For something tracking cursor movement and updating multiple elements 60 times a second, this fine-grained reactivity is exactly what you need. No virtual DOM diffing, no scheduling - just direct updates to what changed. Now those parentheses don’t look so weird anymore, do they?

Cursor Tracking (or, Thank God Someone Remembered Their Trigonometry)

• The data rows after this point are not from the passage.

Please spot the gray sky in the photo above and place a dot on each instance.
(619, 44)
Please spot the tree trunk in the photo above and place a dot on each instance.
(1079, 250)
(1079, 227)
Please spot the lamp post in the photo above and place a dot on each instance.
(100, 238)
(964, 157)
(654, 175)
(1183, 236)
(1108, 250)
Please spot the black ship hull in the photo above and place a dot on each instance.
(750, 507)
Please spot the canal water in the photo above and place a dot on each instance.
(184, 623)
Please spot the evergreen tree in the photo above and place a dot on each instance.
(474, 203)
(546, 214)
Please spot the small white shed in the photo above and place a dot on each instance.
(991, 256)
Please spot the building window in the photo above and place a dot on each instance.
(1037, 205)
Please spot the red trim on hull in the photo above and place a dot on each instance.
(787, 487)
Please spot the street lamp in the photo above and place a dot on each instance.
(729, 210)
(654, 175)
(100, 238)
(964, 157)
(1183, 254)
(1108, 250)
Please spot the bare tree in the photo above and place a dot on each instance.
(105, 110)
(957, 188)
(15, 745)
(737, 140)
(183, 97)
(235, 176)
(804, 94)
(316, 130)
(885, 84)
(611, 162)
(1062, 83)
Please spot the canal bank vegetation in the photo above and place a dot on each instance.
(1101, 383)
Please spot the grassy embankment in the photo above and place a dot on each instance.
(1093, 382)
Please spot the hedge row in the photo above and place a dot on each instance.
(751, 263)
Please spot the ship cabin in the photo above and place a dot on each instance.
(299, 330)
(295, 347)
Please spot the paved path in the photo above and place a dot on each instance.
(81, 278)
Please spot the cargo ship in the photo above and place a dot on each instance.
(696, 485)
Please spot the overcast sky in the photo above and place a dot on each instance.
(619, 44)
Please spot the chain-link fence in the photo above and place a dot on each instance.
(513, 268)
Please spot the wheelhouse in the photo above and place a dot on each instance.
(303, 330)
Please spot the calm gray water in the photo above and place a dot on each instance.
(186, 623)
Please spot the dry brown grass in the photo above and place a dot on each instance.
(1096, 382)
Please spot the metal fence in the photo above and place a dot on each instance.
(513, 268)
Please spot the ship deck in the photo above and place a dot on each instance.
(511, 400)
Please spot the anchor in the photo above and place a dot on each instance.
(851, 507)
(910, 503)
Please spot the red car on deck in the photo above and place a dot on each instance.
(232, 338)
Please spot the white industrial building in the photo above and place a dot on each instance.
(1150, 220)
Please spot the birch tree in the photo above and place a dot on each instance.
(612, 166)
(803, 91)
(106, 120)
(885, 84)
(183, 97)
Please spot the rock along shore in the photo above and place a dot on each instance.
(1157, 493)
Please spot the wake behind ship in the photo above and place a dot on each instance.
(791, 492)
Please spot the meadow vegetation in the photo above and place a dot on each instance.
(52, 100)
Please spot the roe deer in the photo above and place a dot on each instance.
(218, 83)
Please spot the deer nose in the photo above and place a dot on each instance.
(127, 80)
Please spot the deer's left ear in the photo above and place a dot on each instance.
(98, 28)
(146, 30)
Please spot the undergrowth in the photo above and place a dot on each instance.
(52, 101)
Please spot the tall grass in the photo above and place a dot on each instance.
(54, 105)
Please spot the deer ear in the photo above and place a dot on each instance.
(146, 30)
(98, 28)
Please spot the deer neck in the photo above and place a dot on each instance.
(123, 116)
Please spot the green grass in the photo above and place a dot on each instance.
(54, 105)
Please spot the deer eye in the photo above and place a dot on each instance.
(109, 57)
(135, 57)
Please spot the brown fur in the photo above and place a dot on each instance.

Ever wondered how those smooth cursor-following animations work? Turns out there’s some clever high school math behind the scenes. Here’s the part that makes Robu’s eyes move so naturally:

const handleMove = (clientX: number, clientY: number) => {
  const svgElement = document.getElementById("robu");
  if (!svgElement) return;
  
  // Getting mouse position relative to Robu
  const rect = svgElement.getBoundingClientRect();
  const svgCenterX = rect.left + rect.width / 2;
  const svgCenterY = rect.top + rect.height / 2;
  const offsetX = clientX - svgCenterX;
  const offsetY = clientY - svgCenterY;

  // Here's where someone's math teacher is feeling vindicated
  const maxHeadOffset = 4;
  const headDistance = Math.sqrt(offsetX * offsetX + offsetY * offsetY);
  const clampedHeadDistance = Math.min(headDistance, maxHeadOffset);
  const headAngle = Math.atan2(offsetY, offsetX);
  const headMoveX = clampedHeadDistance * Math.cos(headAngle);
  const headMoveY = clampedHeadDistance * Math.sin(headAngle);

  // More math magic for smooth eye tracking...
};

Who knew those sin, cos, and atan2 formulas would come in so handy? Somewhere out there, a math teacher is saying “I told you so.”

The Perfectionist’s Touch: Cursor Memory

You probably didn’t even notice this one (that’s the point!) - Robu’s eyes used to have a brief moment of existential crisis after each page navigation, snapping back to center like they’d forgotten where they were looking. Not anymore! After a slightly obsessive debugging session fueled by my inability to unsee it, here’s the elegant solution:

// Because Robu deserves object permanence
const trackMousePosition = (event: MouseEvent) => {
  window.mouseX = event.clientX;
  window.mouseY = event.clientY;
};

// No more "wait, what was I looking at?" moments
const initializePosition = () => {
  const lastKnownX = window.mouseX || window.innerWidth / 2;
  const lastKnownY = window.mouseY || window.innerHeight / 2;
  handleMove(lastKnownX, lastKnownY);
};

Now Robu maintains that perfect eye contact across page loads like the sophisticated robot it is.

What’s Next? 🚀

I’ve got a few ideas for future updates:

  1. Add some expressions based on scroll position
  2. Easter egg animations on click
  3. Maybe some subtle sounds (with user permission, of course!)

Robu is pretty simple, but it adds that little bit of whimsy that makes browsing more fun


Inspired by various interactive mascots around the web, specifically Mark Horn’s batcat implementation.